LONDON | A Brexit without a trade agreement could be three times more costly in the long term than the coronavirus pandemic for the British economy, warns a study on Tuesday from the research center “The UK in a Changing Europe”.
He warns that the impact of COVID-19 is likely to moderate or overshadow, politically and economically, that of a “no deal” at the end of the transition period which ends at the end of January.
But in the short term, a Brexit without a trade deal is “bad news” for the economic recovery and in the long term it will be “more important” than the health crisis.
The research center, which has worked with the London School of Economics, estimates that due to Brexit growth will be weaker over a long period than it would have been without leaving the EU.
It estimates the impact on gross domestic product (GDP) over fifteen years at 5.7% compared to the current level, against 2.1% for COVID-19.
These projections are made even though it is still difficult to see clearly about the repercussions of the health crisis and its long-term effects, at a time when a second wave is emerging in Europe, at the risk of to penalize the economy a little more.
The report reminds him that the most immediate and visible consequences of a “no deal” will be observed at the borders with the risk of queues and shortages of certain foods.
The economy will be especially affected by the reestablishment of customs duties and administrative controls for trade with the continent, which will penalize businesses and households.
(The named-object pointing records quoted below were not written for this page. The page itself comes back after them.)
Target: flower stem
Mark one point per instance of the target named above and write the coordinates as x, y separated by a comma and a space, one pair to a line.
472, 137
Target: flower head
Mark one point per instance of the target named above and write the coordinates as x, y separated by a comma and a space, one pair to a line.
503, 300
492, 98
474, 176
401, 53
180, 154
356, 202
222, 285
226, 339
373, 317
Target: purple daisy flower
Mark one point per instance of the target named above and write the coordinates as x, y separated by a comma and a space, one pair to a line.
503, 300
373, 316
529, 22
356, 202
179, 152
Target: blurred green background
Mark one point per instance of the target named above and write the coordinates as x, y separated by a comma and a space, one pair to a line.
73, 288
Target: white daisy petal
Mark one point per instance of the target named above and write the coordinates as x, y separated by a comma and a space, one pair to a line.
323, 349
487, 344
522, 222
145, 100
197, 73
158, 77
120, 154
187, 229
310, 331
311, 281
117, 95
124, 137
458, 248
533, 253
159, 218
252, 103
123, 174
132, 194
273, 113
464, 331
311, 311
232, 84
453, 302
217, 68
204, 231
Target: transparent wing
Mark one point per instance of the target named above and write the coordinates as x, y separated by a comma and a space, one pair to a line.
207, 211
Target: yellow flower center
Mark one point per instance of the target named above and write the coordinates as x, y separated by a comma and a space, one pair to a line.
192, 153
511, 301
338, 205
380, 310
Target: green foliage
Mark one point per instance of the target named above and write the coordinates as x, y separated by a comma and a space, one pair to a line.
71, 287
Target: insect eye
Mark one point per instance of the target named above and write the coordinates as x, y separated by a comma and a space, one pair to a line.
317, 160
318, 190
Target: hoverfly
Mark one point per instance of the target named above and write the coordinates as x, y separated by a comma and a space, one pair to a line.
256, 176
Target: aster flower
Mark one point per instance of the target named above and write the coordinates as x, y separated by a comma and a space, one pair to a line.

Prime Minister Boris Johnson has given himself until October 15 to find common ground with Brussels on the post-Brexit relationship, otherwise he will opt for a “no deal”. He believes the country will be able to prosper even in the event of a brutal divorce from the EU, including by negotiating trade deals around the world.
“Although the Prime Minister said that the absence of an agreement is a 'good outcome', our report shows that it could lead to serious disruption and have a strong economic impact”, underlines Anand Menon, director of the research center .
He further warns of the fallout “within the UK itself, in particular Northern Ireland, and internationally as well.”